An efficient standard plate theory

Abstract

A new standard plate theory, that accounts for cosine shear stress distribution and free boundary conditions for shear stress upon the top and bottom surfaces of the plate, is presented. The theory is of the same order of complexity as the first order shear deformation theory, but does not use shear correction factors, and is more efficient than the first order shear deformation theory and some refined plate theories. The theory is based on the kinematical approach in which the shear is represented by a certain sinusoidal function. The boundary value problem is deduced from the virtual power principle.

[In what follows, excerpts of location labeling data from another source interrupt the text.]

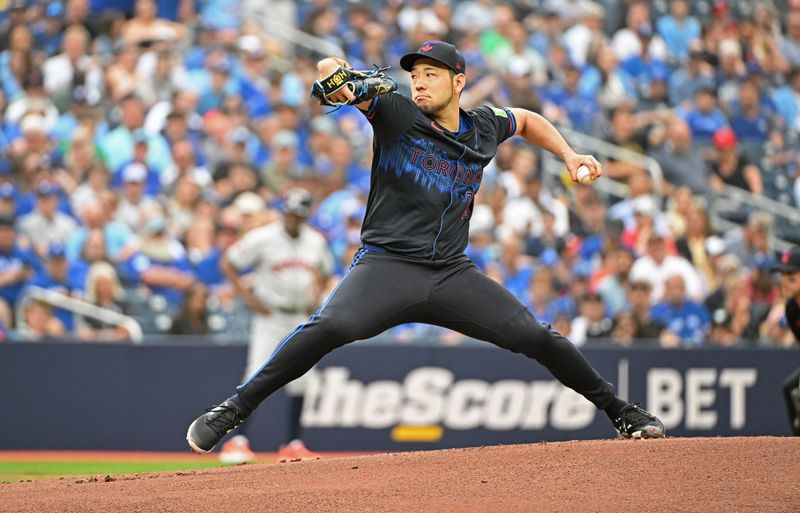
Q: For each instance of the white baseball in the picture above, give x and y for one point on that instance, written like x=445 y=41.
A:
x=584 y=176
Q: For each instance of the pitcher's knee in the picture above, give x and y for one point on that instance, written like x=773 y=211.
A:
x=339 y=329
x=535 y=339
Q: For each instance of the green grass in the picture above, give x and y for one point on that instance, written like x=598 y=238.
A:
x=14 y=471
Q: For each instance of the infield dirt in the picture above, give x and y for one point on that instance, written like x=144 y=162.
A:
x=759 y=474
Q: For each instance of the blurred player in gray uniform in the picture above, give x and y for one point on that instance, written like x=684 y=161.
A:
x=290 y=263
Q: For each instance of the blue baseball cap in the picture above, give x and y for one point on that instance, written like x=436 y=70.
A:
x=56 y=250
x=47 y=188
x=54 y=10
x=439 y=51
x=7 y=191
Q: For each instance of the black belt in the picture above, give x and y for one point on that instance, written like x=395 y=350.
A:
x=290 y=311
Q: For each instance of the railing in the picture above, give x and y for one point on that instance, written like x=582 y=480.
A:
x=298 y=37
x=59 y=300
x=730 y=198
x=600 y=147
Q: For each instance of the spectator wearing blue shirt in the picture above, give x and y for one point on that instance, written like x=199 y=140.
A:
x=749 y=121
x=686 y=81
x=118 y=145
x=705 y=118
x=17 y=265
x=115 y=235
x=92 y=249
x=686 y=319
x=203 y=254
x=579 y=110
x=50 y=31
x=218 y=86
x=54 y=276
x=515 y=267
x=253 y=84
x=787 y=100
x=152 y=182
x=679 y=30
x=159 y=263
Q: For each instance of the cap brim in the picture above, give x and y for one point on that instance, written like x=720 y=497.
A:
x=408 y=60
x=785 y=268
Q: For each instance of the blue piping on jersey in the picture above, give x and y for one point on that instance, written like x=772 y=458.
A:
x=441 y=218
x=359 y=255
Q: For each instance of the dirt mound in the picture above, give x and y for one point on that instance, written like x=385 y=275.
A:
x=674 y=474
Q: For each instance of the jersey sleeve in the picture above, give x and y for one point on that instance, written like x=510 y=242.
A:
x=390 y=115
x=500 y=121
x=244 y=253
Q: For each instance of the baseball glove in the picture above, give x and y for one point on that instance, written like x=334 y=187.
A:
x=365 y=85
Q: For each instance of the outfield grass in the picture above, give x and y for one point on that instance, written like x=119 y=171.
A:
x=14 y=471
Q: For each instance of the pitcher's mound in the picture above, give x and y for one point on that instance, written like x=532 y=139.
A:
x=675 y=474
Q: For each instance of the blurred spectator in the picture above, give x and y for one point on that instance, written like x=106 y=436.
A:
x=685 y=318
x=54 y=276
x=640 y=304
x=184 y=165
x=92 y=249
x=611 y=282
x=283 y=170
x=681 y=162
x=790 y=42
x=749 y=120
x=38 y=323
x=732 y=167
x=604 y=79
x=33 y=101
x=656 y=266
x=193 y=316
x=630 y=40
x=17 y=265
x=103 y=290
x=679 y=30
x=118 y=145
x=625 y=133
x=686 y=82
x=586 y=34
x=704 y=117
x=71 y=67
x=751 y=239
x=134 y=206
x=158 y=261
x=593 y=323
x=46 y=224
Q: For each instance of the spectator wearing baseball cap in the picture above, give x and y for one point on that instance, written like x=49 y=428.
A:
x=17 y=264
x=731 y=167
x=140 y=152
x=704 y=117
x=134 y=204
x=54 y=275
x=687 y=319
x=46 y=224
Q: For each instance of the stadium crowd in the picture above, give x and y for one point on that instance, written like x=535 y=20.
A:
x=139 y=140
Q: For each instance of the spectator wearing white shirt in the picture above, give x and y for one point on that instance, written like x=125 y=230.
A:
x=627 y=40
x=134 y=206
x=46 y=224
x=656 y=266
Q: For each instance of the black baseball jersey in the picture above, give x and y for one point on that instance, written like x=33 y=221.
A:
x=792 y=313
x=424 y=177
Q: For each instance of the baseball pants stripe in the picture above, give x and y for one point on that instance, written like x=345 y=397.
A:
x=385 y=290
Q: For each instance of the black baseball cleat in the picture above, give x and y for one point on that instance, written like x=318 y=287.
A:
x=634 y=421
x=209 y=428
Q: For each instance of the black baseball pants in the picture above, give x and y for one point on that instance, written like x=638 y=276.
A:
x=383 y=290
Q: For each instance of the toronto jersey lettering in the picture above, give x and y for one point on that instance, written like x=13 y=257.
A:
x=424 y=178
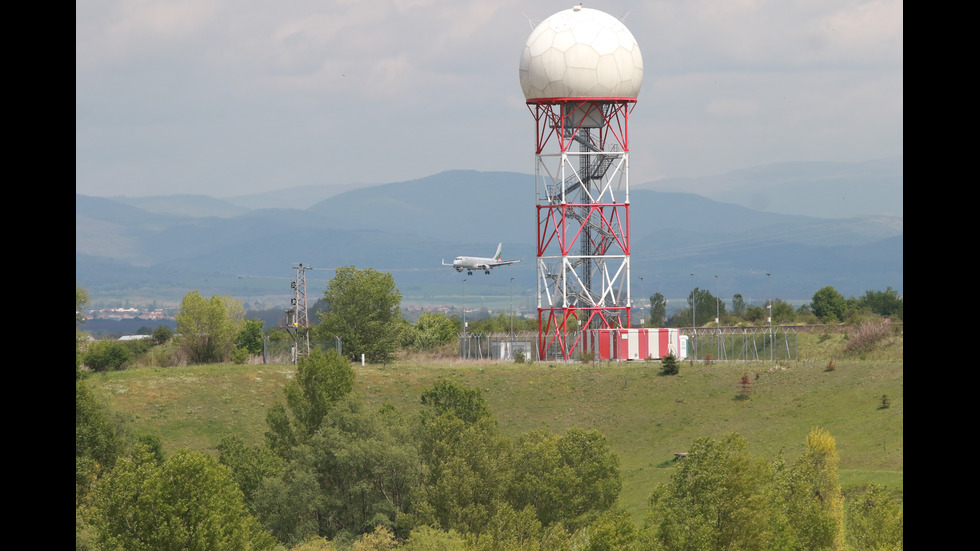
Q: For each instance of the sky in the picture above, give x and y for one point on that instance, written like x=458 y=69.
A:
x=233 y=97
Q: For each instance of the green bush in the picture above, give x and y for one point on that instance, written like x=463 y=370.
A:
x=106 y=355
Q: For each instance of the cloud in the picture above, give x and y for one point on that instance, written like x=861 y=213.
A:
x=225 y=97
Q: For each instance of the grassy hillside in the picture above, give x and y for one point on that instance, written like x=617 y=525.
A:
x=645 y=416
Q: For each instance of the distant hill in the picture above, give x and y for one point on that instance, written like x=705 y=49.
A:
x=820 y=189
x=124 y=251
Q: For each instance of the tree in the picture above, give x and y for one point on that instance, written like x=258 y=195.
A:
x=738 y=305
x=782 y=311
x=250 y=337
x=885 y=303
x=249 y=464
x=366 y=464
x=97 y=442
x=668 y=365
x=810 y=505
x=451 y=398
x=828 y=305
x=189 y=502
x=208 y=327
x=658 y=311
x=363 y=311
x=705 y=306
x=432 y=329
x=466 y=462
x=162 y=334
x=570 y=479
x=875 y=521
x=716 y=499
x=107 y=355
x=322 y=379
x=81 y=299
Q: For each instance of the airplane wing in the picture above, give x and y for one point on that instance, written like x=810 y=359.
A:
x=504 y=263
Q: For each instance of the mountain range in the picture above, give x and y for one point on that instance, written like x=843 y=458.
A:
x=153 y=250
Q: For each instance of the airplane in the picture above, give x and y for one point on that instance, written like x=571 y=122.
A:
x=470 y=263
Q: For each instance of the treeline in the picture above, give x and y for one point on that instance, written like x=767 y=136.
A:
x=826 y=306
x=335 y=473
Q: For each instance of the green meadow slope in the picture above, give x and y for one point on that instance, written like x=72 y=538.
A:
x=646 y=417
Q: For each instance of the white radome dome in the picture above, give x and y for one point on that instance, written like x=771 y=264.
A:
x=581 y=53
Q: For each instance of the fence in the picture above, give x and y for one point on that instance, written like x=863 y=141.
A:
x=285 y=352
x=498 y=346
x=743 y=343
x=723 y=343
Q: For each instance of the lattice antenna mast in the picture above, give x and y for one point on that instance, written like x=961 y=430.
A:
x=297 y=316
x=581 y=72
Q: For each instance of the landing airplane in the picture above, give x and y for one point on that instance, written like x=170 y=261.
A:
x=470 y=263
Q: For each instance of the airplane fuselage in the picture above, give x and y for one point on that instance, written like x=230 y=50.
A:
x=470 y=263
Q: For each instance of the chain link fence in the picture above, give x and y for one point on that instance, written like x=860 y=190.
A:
x=286 y=352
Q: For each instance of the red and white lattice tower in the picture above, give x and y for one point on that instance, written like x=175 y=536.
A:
x=581 y=71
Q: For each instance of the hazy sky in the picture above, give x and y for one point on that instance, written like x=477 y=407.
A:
x=229 y=97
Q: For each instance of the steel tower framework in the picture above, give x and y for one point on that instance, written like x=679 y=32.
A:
x=297 y=321
x=583 y=242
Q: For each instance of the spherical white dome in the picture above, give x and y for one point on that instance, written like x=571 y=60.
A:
x=581 y=52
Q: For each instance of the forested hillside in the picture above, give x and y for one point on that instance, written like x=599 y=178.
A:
x=461 y=455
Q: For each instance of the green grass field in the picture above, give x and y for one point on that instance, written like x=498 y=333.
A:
x=645 y=416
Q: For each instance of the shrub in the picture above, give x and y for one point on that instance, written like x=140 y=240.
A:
x=239 y=355
x=106 y=355
x=866 y=336
x=744 y=388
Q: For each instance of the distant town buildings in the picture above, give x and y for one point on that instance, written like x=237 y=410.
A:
x=130 y=313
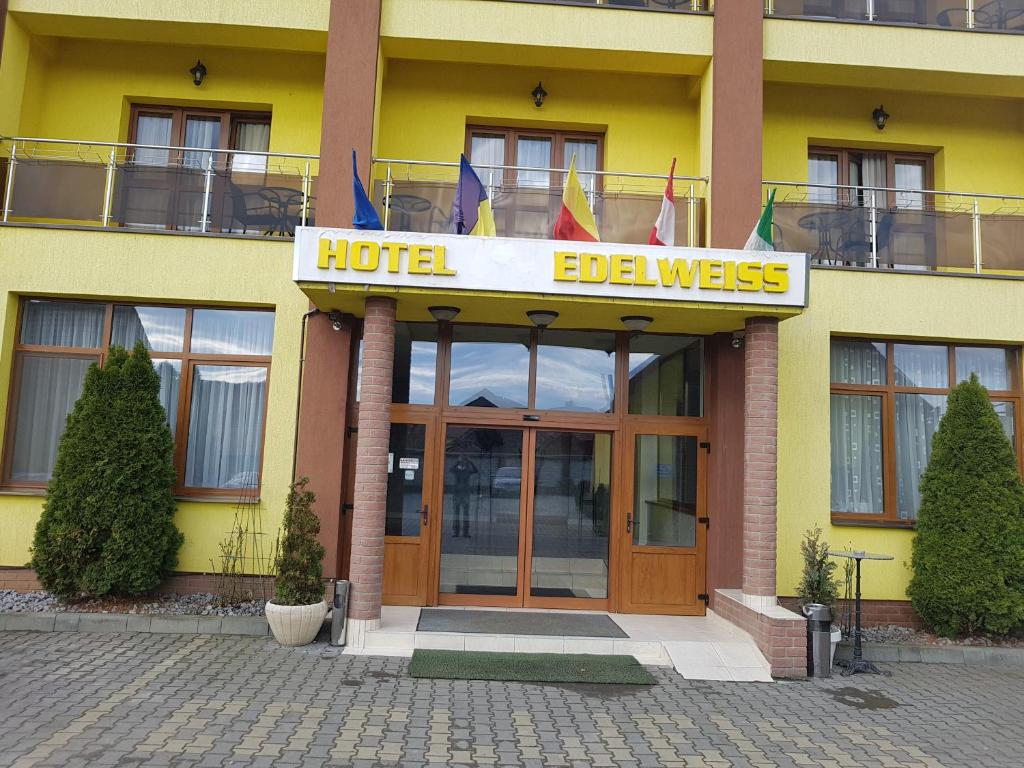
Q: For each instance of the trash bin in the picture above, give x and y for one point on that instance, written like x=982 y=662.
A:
x=818 y=640
x=339 y=613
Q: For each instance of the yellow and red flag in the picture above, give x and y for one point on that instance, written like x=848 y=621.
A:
x=576 y=221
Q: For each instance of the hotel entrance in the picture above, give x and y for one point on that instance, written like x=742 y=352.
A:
x=559 y=469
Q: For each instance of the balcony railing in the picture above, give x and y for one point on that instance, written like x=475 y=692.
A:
x=153 y=187
x=991 y=15
x=679 y=6
x=892 y=228
x=417 y=196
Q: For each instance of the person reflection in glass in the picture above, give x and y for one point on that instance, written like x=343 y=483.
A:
x=461 y=472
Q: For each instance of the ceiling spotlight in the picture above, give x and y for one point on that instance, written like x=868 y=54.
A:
x=636 y=323
x=880 y=116
x=199 y=73
x=443 y=313
x=542 y=317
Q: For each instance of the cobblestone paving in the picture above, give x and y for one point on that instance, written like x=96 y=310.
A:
x=82 y=699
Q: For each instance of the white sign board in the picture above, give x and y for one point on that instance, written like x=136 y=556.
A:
x=455 y=262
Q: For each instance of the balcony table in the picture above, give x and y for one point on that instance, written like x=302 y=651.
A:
x=857 y=664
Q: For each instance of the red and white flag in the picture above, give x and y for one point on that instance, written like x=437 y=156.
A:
x=664 y=232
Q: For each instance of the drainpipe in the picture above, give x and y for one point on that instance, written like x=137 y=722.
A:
x=298 y=397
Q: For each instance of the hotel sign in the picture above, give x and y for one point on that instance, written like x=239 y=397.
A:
x=453 y=262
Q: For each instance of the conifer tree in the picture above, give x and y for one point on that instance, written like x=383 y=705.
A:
x=107 y=526
x=969 y=552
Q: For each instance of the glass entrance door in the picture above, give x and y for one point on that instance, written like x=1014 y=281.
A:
x=525 y=517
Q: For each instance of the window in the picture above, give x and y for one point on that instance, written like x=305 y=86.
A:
x=213 y=367
x=886 y=402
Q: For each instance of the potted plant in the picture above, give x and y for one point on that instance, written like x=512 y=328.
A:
x=817 y=583
x=298 y=608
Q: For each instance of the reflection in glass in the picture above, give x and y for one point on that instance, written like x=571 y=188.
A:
x=666 y=375
x=856 y=454
x=665 y=495
x=576 y=371
x=571 y=498
x=225 y=426
x=918 y=419
x=404 y=479
x=161 y=329
x=991 y=364
x=62 y=324
x=48 y=386
x=858 y=361
x=415 y=363
x=231 y=332
x=489 y=367
x=170 y=385
x=480 y=515
x=921 y=365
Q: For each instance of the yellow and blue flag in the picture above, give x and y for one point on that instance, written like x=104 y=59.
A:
x=471 y=212
x=365 y=216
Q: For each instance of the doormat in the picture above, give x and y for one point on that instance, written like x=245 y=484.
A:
x=528 y=668
x=518 y=623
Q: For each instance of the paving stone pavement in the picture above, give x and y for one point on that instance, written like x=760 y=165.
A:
x=134 y=699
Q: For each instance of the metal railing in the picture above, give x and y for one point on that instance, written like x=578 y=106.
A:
x=899 y=228
x=992 y=15
x=679 y=6
x=417 y=196
x=154 y=187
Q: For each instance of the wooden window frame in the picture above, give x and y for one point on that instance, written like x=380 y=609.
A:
x=843 y=156
x=181 y=419
x=887 y=392
x=512 y=135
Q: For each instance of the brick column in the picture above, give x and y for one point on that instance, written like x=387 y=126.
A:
x=760 y=433
x=367 y=566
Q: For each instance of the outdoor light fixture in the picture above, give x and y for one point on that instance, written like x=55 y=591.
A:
x=542 y=317
x=539 y=94
x=443 y=313
x=199 y=73
x=880 y=116
x=636 y=323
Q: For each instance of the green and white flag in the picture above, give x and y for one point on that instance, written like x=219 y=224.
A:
x=761 y=238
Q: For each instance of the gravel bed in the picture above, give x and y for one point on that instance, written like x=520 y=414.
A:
x=200 y=604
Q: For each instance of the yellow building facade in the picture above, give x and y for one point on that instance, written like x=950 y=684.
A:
x=159 y=166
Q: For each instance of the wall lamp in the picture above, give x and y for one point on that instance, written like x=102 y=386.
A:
x=880 y=116
x=542 y=317
x=443 y=313
x=539 y=94
x=636 y=324
x=199 y=73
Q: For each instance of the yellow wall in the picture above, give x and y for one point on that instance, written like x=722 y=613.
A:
x=647 y=119
x=169 y=268
x=84 y=88
x=915 y=306
x=977 y=141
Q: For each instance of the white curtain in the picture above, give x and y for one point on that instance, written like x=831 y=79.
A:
x=225 y=426
x=231 y=332
x=251 y=137
x=48 y=387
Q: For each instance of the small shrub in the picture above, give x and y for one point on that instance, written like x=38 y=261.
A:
x=107 y=526
x=969 y=553
x=817 y=585
x=298 y=581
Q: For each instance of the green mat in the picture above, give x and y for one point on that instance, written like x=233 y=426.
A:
x=529 y=668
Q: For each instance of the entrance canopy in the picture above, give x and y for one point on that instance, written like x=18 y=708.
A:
x=590 y=285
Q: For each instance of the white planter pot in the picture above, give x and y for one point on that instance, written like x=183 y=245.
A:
x=295 y=625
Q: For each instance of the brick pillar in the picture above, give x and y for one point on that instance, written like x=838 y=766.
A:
x=367 y=566
x=760 y=437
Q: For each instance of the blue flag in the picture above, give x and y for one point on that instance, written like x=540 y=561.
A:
x=365 y=216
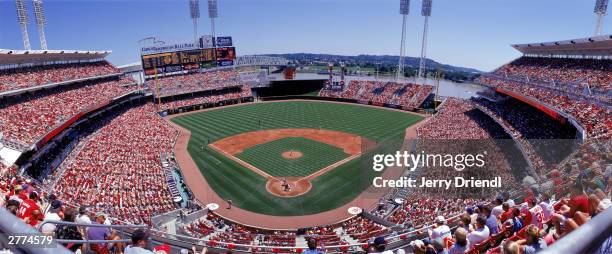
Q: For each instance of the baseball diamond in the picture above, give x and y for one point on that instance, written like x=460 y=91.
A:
x=246 y=187
x=315 y=156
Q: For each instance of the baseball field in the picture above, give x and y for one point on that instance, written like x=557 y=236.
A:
x=247 y=152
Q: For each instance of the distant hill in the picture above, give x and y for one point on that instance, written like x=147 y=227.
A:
x=385 y=62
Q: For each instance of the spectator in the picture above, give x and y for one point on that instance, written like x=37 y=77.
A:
x=140 y=240
x=461 y=243
x=439 y=247
x=102 y=233
x=442 y=231
x=510 y=247
x=379 y=246
x=532 y=242
x=312 y=247
x=69 y=232
x=55 y=213
x=30 y=211
x=492 y=222
x=481 y=233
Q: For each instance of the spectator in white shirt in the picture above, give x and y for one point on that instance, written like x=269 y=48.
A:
x=52 y=215
x=441 y=231
x=481 y=233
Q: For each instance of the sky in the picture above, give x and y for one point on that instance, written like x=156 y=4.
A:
x=467 y=33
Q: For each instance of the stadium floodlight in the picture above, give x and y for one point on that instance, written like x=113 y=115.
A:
x=41 y=22
x=601 y=7
x=404 y=7
x=426 y=12
x=404 y=10
x=22 y=17
x=213 y=13
x=194 y=9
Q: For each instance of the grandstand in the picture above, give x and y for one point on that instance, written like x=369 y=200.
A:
x=80 y=134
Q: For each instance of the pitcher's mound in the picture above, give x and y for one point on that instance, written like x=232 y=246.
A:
x=292 y=154
x=288 y=187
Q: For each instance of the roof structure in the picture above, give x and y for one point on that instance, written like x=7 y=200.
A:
x=18 y=57
x=599 y=46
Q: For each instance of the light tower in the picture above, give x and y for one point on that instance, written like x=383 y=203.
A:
x=404 y=10
x=194 y=9
x=601 y=6
x=41 y=23
x=426 y=12
x=212 y=14
x=22 y=17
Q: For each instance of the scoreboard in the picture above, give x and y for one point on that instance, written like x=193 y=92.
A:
x=178 y=61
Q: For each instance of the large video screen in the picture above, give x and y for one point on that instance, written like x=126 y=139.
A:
x=177 y=61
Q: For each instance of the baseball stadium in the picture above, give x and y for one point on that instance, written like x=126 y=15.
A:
x=195 y=147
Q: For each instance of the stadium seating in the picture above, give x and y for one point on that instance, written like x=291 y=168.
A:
x=108 y=175
x=26 y=77
x=563 y=71
x=194 y=82
x=596 y=119
x=244 y=92
x=407 y=95
x=27 y=119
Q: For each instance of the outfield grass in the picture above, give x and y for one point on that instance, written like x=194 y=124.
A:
x=247 y=189
x=315 y=156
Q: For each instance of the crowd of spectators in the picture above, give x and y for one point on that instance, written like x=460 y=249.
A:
x=108 y=175
x=407 y=95
x=26 y=77
x=28 y=118
x=595 y=118
x=194 y=82
x=204 y=99
x=418 y=211
x=596 y=73
x=216 y=229
x=545 y=141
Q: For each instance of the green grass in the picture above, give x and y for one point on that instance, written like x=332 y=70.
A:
x=315 y=156
x=333 y=189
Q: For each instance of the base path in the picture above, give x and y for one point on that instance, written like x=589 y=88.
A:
x=205 y=194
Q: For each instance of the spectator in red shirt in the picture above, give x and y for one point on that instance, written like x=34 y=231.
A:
x=30 y=211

In order to assess the accuracy of the proposed theory, several significant problems are investigated: bending, free undamped vibration and buckling of a three-layered (sandwich and laminated), symmetric cross-ply, rectangular or square plate simply supported along all edges; wave propagation; torsion of a rectangular plate; edge effect on the stress distribution at the edge of a circular hole in a large rectangular bent plate. For purposes of comparison, numerical results from the exact three-dimensional elasticity theory and several well known approximated theories are also presented. It is found that the proposed approach, which is very simple, is also very efficient for analysing the above problems which are significant for global responses to thick multilayered plates and edge effects. The present theory is therefore a real standard tool. Finally, some indications are given for extending the theory to shells and for obtaining refinements when necessary.